Stof voor deeltentamen 2 Hersenen en cognitie: G9,11,12,13;
K13.1,14.1,14.2;C8;Z1,3
Kalat H13.1 leren, geheugen, amnesie en hersenfunctionering
Gelokaliseerde representaties van het geheugen
Pavlov: klassiek conditioneren= het paren van 2 stimuli verandert de
reactie op 1 vd 2. Eerst geconditioneerde stimulus (CS) gevolgd door
ongeconditioneerde stimulus (UCS) dan krijg je een
ongeconditioneerde reactie (UCR). Uiteindelijk resulteert CS in
geconditioneerde reactie (CR).
Instrumenteel/ operant conditioneren= reactie individu leidt tot een
reinforcer of een straf. Reinforcer is een gebeurtenis die de kans dat
het in de toekomst nog een keer gebeurt verhoogd.
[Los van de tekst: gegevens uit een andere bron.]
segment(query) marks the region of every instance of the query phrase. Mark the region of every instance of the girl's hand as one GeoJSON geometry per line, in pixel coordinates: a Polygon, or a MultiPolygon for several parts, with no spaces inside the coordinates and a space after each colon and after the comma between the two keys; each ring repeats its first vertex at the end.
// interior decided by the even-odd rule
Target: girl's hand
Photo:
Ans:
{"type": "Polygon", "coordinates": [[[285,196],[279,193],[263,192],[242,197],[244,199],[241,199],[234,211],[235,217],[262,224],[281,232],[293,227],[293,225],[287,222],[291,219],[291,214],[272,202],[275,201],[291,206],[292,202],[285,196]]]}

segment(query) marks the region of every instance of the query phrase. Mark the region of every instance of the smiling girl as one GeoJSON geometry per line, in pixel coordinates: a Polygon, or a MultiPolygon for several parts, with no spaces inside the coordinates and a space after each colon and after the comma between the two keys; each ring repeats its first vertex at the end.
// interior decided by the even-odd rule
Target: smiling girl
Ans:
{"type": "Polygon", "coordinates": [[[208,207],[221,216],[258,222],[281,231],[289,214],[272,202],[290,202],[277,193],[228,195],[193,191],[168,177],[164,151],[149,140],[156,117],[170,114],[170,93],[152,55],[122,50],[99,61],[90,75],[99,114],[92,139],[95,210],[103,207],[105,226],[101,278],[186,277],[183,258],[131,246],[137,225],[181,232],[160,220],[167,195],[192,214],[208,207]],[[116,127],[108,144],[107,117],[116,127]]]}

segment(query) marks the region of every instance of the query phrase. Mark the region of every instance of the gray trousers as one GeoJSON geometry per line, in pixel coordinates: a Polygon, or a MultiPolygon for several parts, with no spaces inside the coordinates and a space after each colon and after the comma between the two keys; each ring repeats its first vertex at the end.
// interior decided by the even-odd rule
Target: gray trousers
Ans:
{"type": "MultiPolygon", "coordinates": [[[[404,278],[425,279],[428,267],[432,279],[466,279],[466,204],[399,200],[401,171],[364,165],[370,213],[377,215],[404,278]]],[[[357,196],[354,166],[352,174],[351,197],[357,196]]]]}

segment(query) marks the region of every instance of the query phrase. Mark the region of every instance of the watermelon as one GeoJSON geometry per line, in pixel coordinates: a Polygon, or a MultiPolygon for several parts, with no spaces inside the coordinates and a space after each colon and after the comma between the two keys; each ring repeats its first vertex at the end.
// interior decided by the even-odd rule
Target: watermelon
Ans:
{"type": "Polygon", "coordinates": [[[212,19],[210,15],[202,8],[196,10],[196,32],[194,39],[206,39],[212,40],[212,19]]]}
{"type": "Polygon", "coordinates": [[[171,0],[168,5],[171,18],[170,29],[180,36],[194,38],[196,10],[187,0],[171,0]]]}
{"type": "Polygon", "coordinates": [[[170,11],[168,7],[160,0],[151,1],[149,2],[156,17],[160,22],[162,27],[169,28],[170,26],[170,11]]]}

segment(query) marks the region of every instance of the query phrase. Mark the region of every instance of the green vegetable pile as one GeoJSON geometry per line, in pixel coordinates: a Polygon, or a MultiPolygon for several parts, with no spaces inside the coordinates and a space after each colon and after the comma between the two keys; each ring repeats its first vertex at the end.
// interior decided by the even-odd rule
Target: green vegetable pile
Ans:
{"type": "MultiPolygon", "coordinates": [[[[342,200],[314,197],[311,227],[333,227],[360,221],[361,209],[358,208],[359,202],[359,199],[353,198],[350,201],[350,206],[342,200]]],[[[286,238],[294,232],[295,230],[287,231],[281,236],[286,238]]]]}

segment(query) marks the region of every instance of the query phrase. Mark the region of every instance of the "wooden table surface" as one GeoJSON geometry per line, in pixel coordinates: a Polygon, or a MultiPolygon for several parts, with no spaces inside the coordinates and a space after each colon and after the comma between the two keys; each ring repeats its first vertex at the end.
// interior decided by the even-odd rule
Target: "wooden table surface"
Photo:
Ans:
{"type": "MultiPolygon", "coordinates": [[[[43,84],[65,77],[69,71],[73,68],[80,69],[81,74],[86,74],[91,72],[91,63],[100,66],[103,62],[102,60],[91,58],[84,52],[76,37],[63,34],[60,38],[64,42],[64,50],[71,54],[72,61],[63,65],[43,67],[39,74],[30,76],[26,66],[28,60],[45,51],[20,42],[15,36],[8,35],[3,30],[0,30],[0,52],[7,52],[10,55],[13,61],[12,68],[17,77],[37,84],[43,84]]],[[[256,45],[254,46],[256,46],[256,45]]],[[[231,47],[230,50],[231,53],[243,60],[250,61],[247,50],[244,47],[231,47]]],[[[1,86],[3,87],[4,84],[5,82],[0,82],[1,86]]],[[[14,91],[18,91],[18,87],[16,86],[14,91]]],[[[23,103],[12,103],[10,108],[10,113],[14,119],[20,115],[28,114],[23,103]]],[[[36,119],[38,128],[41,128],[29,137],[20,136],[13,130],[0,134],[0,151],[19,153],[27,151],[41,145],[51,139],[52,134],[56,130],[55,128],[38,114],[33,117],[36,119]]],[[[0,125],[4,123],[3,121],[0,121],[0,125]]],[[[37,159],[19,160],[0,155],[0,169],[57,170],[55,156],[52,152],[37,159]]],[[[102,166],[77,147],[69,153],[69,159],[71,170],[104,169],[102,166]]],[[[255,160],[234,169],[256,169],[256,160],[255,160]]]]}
Lashley’s onderzoek voor het Engram
Engram= de fysieke representatie van wat er geleerd is. Bv een
connectie tussen 2 hersendelen. Hij beredeneerde dat als leren
afhangt van de versterkte connectie tussen 2 hersengebieden, een
messnee de connectie zou afbreken en zo ook het geleerde. Maakte
sneeën in de rattenhersenen, maar dat stoorde het geleerde niet.
leren en geheugen ligt niet aan één
gebied: 2 principes zenuwstelsel:
1) equipotentialiteit: alle delen van
de cortex contribueren evenveel
aan complex gedrag als leren en elk
deel van de cortex kan een ander
vervangen.
2) massa actie= de cortex werkt als
een geheel, hoe meer cortex, hoe
beter.
De moderne zoektocht naar het Engram
Thompson: zoeken geheugen in
cerebellum. Studie klassiek
conditioneren en ooglid beweging
konijnen. Eerst een toon (CS) en
daarna een adem (UCS). Na
herhalen, toon, konijn knippert.
Laterale interpositus nucleus (LIP),
essentieel voor leren. Als het gebied uitgeschakeld en dan toon,
geen reactie konijn.
Toch, na freeze red nucleus, zodra freeze weg, konijnen sterke
reactie toon. Conclusie daardoor: in LIP gebeurt het leren.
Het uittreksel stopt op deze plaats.